2019年のスタートアップ投資額、前年比35%増の62億ユーロに拡大

(ドイツ)

ベルリン発

2020年01月24日

会計コンサルティング大手アーンスト・アンド・ヤングが1月14日に発表したドイツのスタートアップの資金調達に関する調査によると、2019年のスタートアップの調達資金総額は62億ユーロとなり2018年の46億ユーロから35%増加、スタートアップへの投資ブームが続いている。

地域(州)別でみると、スタートアップに資金が最も集まった地域は2018年に引き続きベルリン、次いでバイエルンだった。ベルリンには2019年のスタートアップ投資額の約6割を占める37億ユーロ(2018年は26億ユーロ、前年比42%増)の投資があり、投資件数(注)も244件(2018年は227件、同7%増)となった。自動車産業をはじめとする製造業の集積地である南部のバイエルンでは、投資金額は16億ユーロと前年の8億ユーロから倍増し、投資件数も2018年の116件から123件へ増加した。大型資金調達の上位5件のうち、3件がベルリン〔ゲットヨアガイド(GetYourGuide)、フロンティア・カー・グループ(Frontier Car Group)、N26〕、2件〔フリックスモビリティー(FlixMobility)、セロニス(Celonis)〕がバイエルンで行われたことが両州の投資金額を引き上げた要因となっている。

セクター別の投資額ランキングでは、モビリティー(16億ユーロ、前年比3.9倍)が1位となり、フィンテック/インシュアテック(13億ユーロ、同1.9倍)、ソフトウエア・分析(12億ユーロ、同1.8倍)分野が続いた。

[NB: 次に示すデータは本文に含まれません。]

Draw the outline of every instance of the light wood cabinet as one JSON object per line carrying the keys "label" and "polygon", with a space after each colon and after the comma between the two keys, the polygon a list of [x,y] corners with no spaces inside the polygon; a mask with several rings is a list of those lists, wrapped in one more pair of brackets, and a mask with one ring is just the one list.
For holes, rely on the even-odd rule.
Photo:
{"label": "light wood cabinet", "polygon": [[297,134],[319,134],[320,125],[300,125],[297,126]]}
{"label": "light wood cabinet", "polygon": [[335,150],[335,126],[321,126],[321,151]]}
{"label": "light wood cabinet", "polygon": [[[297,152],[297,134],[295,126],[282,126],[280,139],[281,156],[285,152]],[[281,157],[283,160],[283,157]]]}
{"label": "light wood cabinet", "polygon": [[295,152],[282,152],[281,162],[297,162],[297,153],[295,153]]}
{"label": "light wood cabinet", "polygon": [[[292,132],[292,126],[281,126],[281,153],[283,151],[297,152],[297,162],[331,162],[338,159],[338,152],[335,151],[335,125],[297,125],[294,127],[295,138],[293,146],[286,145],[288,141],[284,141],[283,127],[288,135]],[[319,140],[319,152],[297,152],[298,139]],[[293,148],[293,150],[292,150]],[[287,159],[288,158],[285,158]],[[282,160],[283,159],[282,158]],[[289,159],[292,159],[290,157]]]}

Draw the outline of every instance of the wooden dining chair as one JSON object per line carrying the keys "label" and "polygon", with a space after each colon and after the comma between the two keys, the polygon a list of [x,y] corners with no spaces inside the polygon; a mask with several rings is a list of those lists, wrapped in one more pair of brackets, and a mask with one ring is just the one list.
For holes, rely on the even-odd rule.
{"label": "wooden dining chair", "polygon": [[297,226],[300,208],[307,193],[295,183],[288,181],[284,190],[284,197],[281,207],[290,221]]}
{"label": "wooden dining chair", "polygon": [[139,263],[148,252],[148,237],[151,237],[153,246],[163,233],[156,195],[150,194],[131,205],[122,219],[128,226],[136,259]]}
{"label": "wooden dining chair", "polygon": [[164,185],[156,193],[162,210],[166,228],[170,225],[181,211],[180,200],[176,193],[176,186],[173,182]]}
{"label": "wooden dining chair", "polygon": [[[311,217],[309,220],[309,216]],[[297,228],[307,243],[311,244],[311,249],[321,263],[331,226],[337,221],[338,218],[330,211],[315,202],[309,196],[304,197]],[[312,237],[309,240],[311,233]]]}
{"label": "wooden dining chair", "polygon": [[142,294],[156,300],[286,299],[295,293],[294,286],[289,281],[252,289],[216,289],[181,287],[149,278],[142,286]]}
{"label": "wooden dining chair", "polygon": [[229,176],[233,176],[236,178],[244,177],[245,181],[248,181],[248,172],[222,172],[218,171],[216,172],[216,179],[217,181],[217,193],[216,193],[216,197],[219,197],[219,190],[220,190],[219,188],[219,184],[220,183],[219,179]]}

モビリティーにはトラベルレジャーや自動車、物流などのサブセクターが含まれ、投資額増加の要因にはフリックスモビリティー〔人工知能(AI)を活用した低価格長距離バス〕とゲットヨアガイド(現地ツアーのオンライン予約)の大型資金調達もある。

これまでドイツのスタートアップシーンを牽引してきたEコマースは減速し、7億ユーロと前年比56%減となった。

EYドイツのパートナー、ペーター・レナーツ氏は「シリコンバレーに比べて評価額がまだ低い欧州のスタートアップ企業は、米国やアジアなどの外国投資家の関心を集めている。2019年のアーリーステージの小規模投資ラウンドも前年から27%増えており、資金の流動性が高まっている。ドイツのスタートアップ企業が海外投資家から大規模な資金調達をするには、当初から海外展開を視野に入れたビジネスモデルを構築する必要がある」と述べている。

また、EYドイツのフーベルト・バート最高経営責任者(CEO)は「製造業の基幹部門に危機が迫る中、デジタル経済が雇用創出の源泉として重要性を増す。一方、デジタル分野では人材が不足しており、連邦政府は税制、教育などで支援すべきだ」とコメントした。

(注)資金調達を受けた企業数ベース。